したがって、破産管財人が継続的給付目的双務契約について契約解除を選択した場合における破産手続開始後・契約解除までの間の給付についての対価支払請求権も財団債権となります。
参考書籍
破産法を深く知りたい方やもっと詳しく勉強したい方のために、破産法の参考書籍を紹介します。
破産法・民事再生法(第5版)
著者:伊藤 眞 出版:有斐閣
倒産法研究の第一人者による定番の体系書。民事再生法と一体になっているので分量は多めですが、読みやすいです。難易度は高めですが、第一人者の著書であるため、信頼性は保証されています。
条解破産法(第3版)
著者:伊藤眞ほか 出版:弘文堂
条文ごとに詳細な解説を掲載する逐条の注釈書。破産法の辞書と言ってよいでしょう。破産法の条文解釈に関して知りたいことは、ほとんどカバーできます。持っていて損はありません。金額面を除けば、誰にでもおすすめです。
破産実務Q&A220問
編集:全国倒産処理弁護士ネットワーク 出版:きんざい
破産実務を取り扱う弁護士などだけでなく、裁判所でも使われている実務書。本書があれば、破産実務のだいたいの問題を知ることができるのではないでしょうか。
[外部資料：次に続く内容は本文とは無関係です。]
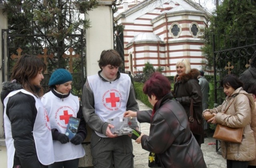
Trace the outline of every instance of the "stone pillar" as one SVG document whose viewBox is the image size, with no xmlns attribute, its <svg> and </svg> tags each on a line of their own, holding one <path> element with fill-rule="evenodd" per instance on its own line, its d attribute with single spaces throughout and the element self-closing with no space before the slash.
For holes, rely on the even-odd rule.
<svg viewBox="0 0 256 168">
<path fill-rule="evenodd" d="M 7 74 L 6 70 L 7 65 L 4 63 L 7 61 L 6 53 L 6 38 L 3 36 L 6 36 L 6 32 L 2 33 L 2 30 L 8 28 L 7 22 L 7 16 L 6 14 L 3 13 L 4 6 L 2 4 L 0 4 L 0 53 L 1 58 L 0 61 L 0 92 L 2 91 L 2 83 L 3 82 L 3 79 L 6 80 Z M 3 40 L 5 42 L 3 44 Z M 4 70 L 4 74 L 3 70 Z M 4 138 L 4 120 L 3 120 L 3 107 L 2 103 L 0 103 L 0 163 L 1 167 L 7 167 L 7 154 L 6 153 L 6 148 L 5 144 L 5 139 Z"/>
<path fill-rule="evenodd" d="M 87 76 L 100 70 L 98 61 L 104 50 L 114 48 L 112 1 L 99 1 L 99 6 L 88 11 L 85 18 L 90 19 L 91 28 L 86 30 Z"/>
<path fill-rule="evenodd" d="M 98 1 L 99 6 L 85 14 L 86 19 L 90 19 L 91 28 L 86 30 L 86 67 L 87 76 L 97 73 L 100 70 L 98 61 L 103 50 L 114 48 L 112 1 Z M 79 160 L 79 167 L 93 167 L 90 148 L 92 130 L 87 126 L 88 135 L 83 146 L 86 155 Z"/>
<path fill-rule="evenodd" d="M 0 61 L 0 92 L 2 91 L 2 83 L 3 82 L 3 79 L 4 78 L 6 80 L 7 78 L 7 74 L 6 74 L 6 70 L 7 65 L 3 64 L 3 61 L 4 62 L 6 62 L 7 60 L 7 54 L 6 54 L 6 43 L 2 44 L 3 34 L 2 34 L 2 29 L 7 29 L 8 28 L 8 25 L 7 22 L 7 16 L 5 14 L 3 13 L 3 10 L 4 9 L 4 5 L 0 4 L 0 53 L 2 55 L 1 61 Z M 6 33 L 4 34 L 6 35 Z M 4 40 L 6 41 L 6 38 L 4 38 Z M 4 50 L 3 48 L 5 48 Z M 3 74 L 3 70 L 4 70 L 5 74 Z M 0 138 L 4 138 L 4 127 L 3 127 L 3 108 L 2 103 L 0 103 Z"/>
</svg>

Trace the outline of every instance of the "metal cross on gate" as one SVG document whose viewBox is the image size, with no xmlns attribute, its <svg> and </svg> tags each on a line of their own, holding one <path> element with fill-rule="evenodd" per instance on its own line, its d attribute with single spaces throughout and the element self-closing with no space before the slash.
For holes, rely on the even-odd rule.
<svg viewBox="0 0 256 168">
<path fill-rule="evenodd" d="M 233 68 L 234 68 L 234 66 L 232 65 L 232 66 L 230 66 L 230 62 L 228 62 L 228 66 L 225 66 L 224 68 L 226 70 L 227 69 L 228 69 L 228 74 L 230 74 L 230 73 L 231 72 L 231 71 L 230 71 L 230 69 L 233 69 Z"/>
<path fill-rule="evenodd" d="M 76 54 L 74 55 L 72 55 L 72 53 L 74 51 L 74 49 L 72 47 L 70 47 L 68 49 L 68 51 L 69 51 L 69 55 L 66 54 L 64 54 L 62 55 L 62 57 L 64 58 L 69 58 L 69 61 L 68 62 L 68 63 L 69 64 L 69 72 L 70 73 L 73 73 L 73 58 L 77 58 L 80 56 L 80 55 L 78 54 Z"/>
<path fill-rule="evenodd" d="M 23 50 L 20 48 L 20 47 L 19 47 L 16 51 L 17 51 L 18 52 L 18 55 L 15 55 L 14 54 L 12 54 L 11 56 L 11 58 L 12 58 L 12 60 L 15 58 L 19 58 L 21 56 L 21 52 L 22 52 Z"/>
<path fill-rule="evenodd" d="M 248 68 L 248 67 L 249 67 L 250 66 L 250 64 L 251 63 L 251 62 L 252 62 L 252 59 L 250 59 L 250 60 L 249 60 L 249 64 L 246 64 L 245 65 L 245 67 L 246 67 L 246 68 Z"/>
<path fill-rule="evenodd" d="M 44 48 L 43 50 L 43 51 L 44 52 L 44 55 L 39 54 L 37 56 L 37 57 L 40 58 L 44 58 L 44 62 L 46 66 L 46 68 L 44 71 L 44 74 L 47 74 L 48 73 L 48 71 L 47 70 L 47 65 L 48 65 L 48 62 L 47 62 L 47 57 L 50 58 L 51 59 L 52 59 L 54 56 L 52 53 L 51 53 L 50 55 L 47 55 L 47 51 L 48 51 L 48 49 L 46 48 Z"/>
</svg>

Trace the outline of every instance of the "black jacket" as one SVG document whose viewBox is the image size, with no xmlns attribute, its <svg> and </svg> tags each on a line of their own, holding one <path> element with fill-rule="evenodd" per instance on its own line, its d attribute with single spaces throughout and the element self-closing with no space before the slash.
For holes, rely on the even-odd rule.
<svg viewBox="0 0 256 168">
<path fill-rule="evenodd" d="M 239 79 L 243 81 L 244 84 L 244 90 L 248 92 L 248 89 L 253 86 L 256 85 L 256 68 L 250 66 L 240 75 Z"/>
<path fill-rule="evenodd" d="M 198 119 L 201 120 L 203 109 L 202 106 L 202 94 L 197 77 L 200 74 L 196 69 L 192 69 L 188 74 L 185 74 L 178 78 L 178 75 L 174 76 L 174 97 L 182 106 L 189 117 L 191 99 L 193 100 L 193 108 L 196 113 Z M 201 124 L 203 130 L 203 124 Z M 204 132 L 201 135 L 194 134 L 199 145 L 204 142 Z"/>
<path fill-rule="evenodd" d="M 5 82 L 2 85 L 1 100 L 12 91 L 22 88 L 16 83 Z M 19 92 L 10 97 L 6 105 L 6 114 L 12 125 L 12 138 L 14 140 L 15 153 L 14 164 L 21 165 L 26 168 L 41 167 L 37 158 L 36 150 L 32 134 L 37 114 L 35 100 L 31 95 Z"/>
<path fill-rule="evenodd" d="M 157 154 L 162 168 L 206 168 L 203 153 L 192 135 L 186 112 L 170 93 L 152 110 L 137 112 L 140 122 L 149 122 L 149 136 L 141 138 L 142 148 Z"/>
</svg>

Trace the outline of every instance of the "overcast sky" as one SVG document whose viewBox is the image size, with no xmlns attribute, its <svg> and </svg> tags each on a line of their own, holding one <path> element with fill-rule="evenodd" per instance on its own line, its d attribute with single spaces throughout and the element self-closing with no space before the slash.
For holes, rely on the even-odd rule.
<svg viewBox="0 0 256 168">
<path fill-rule="evenodd" d="M 214 0 L 192 0 L 196 3 L 200 2 L 201 5 L 205 8 L 210 13 L 215 9 Z"/>
</svg>

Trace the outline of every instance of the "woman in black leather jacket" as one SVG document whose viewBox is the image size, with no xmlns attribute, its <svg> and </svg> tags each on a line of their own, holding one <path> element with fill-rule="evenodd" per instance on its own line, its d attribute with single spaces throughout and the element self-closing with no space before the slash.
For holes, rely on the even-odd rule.
<svg viewBox="0 0 256 168">
<path fill-rule="evenodd" d="M 137 117 L 140 122 L 150 123 L 149 135 L 143 133 L 136 140 L 142 148 L 156 154 L 163 168 L 203 168 L 206 166 L 202 151 L 192 135 L 186 111 L 173 100 L 168 79 L 155 72 L 146 82 L 143 92 L 153 110 L 124 112 L 124 117 Z"/>
</svg>

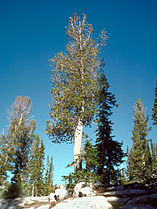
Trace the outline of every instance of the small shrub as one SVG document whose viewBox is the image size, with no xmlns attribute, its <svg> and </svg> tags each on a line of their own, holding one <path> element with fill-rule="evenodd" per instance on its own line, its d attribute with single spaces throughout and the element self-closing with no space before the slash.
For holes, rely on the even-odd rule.
<svg viewBox="0 0 157 209">
<path fill-rule="evenodd" d="M 11 183 L 8 188 L 3 192 L 2 198 L 15 199 L 22 196 L 22 188 L 20 183 Z"/>
</svg>

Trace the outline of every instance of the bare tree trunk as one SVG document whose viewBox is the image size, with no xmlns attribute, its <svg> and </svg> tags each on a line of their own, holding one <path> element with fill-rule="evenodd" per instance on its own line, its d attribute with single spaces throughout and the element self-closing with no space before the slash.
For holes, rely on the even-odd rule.
<svg viewBox="0 0 157 209">
<path fill-rule="evenodd" d="M 73 150 L 74 172 L 82 168 L 82 159 L 80 159 L 79 157 L 81 153 L 82 131 L 83 131 L 83 123 L 79 119 L 74 135 L 74 150 Z"/>
<path fill-rule="evenodd" d="M 34 182 L 33 182 L 33 187 L 32 187 L 32 197 L 34 197 Z"/>
</svg>

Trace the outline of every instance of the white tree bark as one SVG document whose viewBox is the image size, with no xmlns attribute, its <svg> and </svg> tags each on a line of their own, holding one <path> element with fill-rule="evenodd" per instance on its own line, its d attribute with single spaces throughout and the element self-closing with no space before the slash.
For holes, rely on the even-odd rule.
<svg viewBox="0 0 157 209">
<path fill-rule="evenodd" d="M 74 150 L 73 150 L 74 172 L 80 169 L 82 163 L 82 160 L 79 158 L 79 155 L 81 153 L 82 132 L 83 132 L 83 123 L 79 119 L 74 135 Z"/>
</svg>

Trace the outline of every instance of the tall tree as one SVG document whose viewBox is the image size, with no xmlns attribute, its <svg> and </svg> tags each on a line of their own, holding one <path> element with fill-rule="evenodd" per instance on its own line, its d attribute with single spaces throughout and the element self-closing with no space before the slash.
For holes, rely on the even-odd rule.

司法試験・予備試験など資格試験向けの参考書籍としては、以下のものがあります。
倒産処理法入門(第6版)
著者:山本和彦 出版:有斐閣
倒産法の入門書。「入門」ではありますが、ボリュームはそれなりにあります。倒産法全体を把握するために利用する本です。
倒産法講義
著者:野村剛司ほか 出版:日本加除出版
こちらも法学大学院生や司法試験・予備試験受験生向けに書かれた教科書。著者が実務家であるため、実務的な観点が多く含まれていて、手続をイメージしやすいメリットがあります。
倒産法(第3版)伊藤真試験対策講座15
著者:伊藤塾 出版:弘文堂
いわゆる予備校本。予備校本だけあって、実際の出題傾向に沿って内容が絞られており、分かりやすくまとまっています。学習のスタートは、予備校本から始めてもよいのではないでしょうか。